The Burger King Comeback

Okay, I'll admit it. I've been swayed by the new Burger King ads. Despite my rational mind knowing exactly what they are doing, my perception of Burger King has still changed. This article explains what is going on.

Selling customization to consumers in a driving point in Klein's campaign. He wants BK customers to realize the value of customization and said that getting what one wants is "a powerful motivator across generations." He's seen a trend in a "huge exercising of empowerment," listing customized running shoes and Starbuck's personalized drinks as examples.

Burger King's latest advertising agency, Crispin Porter + Bogusky, discovered that "the marketplace is increasingly cynical and detached," said Klein. So BK has embarked on a ground-up branding campaign to get personal with the customer.

The first wave of ads has already hit TV screens. A group of young office workers, a cross between yuppies and slackers, stand around while a coworker hands out lunches from a big Burger King bag. Testing their rights to "have it their way," they compete to see who can come up with the most outlandish and innovative sandwich, enjoy tasty BK snacks, and chat each other up. The ads have eighteen- to twenty-four-year-olds written all over them. And, they're funny.

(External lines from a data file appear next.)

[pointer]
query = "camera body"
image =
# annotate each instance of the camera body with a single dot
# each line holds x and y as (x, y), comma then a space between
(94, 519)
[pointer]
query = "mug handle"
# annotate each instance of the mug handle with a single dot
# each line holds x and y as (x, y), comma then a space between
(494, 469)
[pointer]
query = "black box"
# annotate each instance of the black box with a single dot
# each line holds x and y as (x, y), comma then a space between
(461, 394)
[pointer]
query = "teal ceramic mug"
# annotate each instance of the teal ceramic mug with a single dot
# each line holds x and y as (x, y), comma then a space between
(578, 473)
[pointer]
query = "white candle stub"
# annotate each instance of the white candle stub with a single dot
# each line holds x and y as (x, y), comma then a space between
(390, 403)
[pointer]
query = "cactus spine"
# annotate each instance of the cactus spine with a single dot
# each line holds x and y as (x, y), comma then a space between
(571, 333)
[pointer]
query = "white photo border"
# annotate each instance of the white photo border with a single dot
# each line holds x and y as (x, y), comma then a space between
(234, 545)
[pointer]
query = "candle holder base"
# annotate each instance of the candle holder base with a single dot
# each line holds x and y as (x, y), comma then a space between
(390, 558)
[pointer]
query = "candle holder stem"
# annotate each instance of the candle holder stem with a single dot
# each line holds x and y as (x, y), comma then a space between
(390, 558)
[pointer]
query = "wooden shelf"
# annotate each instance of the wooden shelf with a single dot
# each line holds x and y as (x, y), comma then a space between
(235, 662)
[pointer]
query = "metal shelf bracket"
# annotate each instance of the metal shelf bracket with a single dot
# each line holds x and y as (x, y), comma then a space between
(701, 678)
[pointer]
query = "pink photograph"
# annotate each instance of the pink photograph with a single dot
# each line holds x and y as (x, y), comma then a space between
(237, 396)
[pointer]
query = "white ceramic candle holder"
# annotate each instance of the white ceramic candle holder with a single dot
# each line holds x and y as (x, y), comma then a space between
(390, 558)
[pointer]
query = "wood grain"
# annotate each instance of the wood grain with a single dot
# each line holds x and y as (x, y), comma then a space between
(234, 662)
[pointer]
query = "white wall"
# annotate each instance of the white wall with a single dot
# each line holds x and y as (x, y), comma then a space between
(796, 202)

Something else surprising from the article – BK hired a cultural anthropologist to "determine their place in the fast food ecosystem." They determined the only area left for them to associate with was adolescence. Personally, I think it was a good idea for them to stake out their own territory than to try to steal the cultural association of McDonalds or Wendys. The new ads targeted to adolescence (and GenXers) seem to be working. Everyone is talking about them. Will that translate into more sales? We may never know since BK went private. But let me say that I rarely eat at burger places, yet find myself thinking about the ads when I drive by a Burger King. Maybe sooner or later I'll pop in.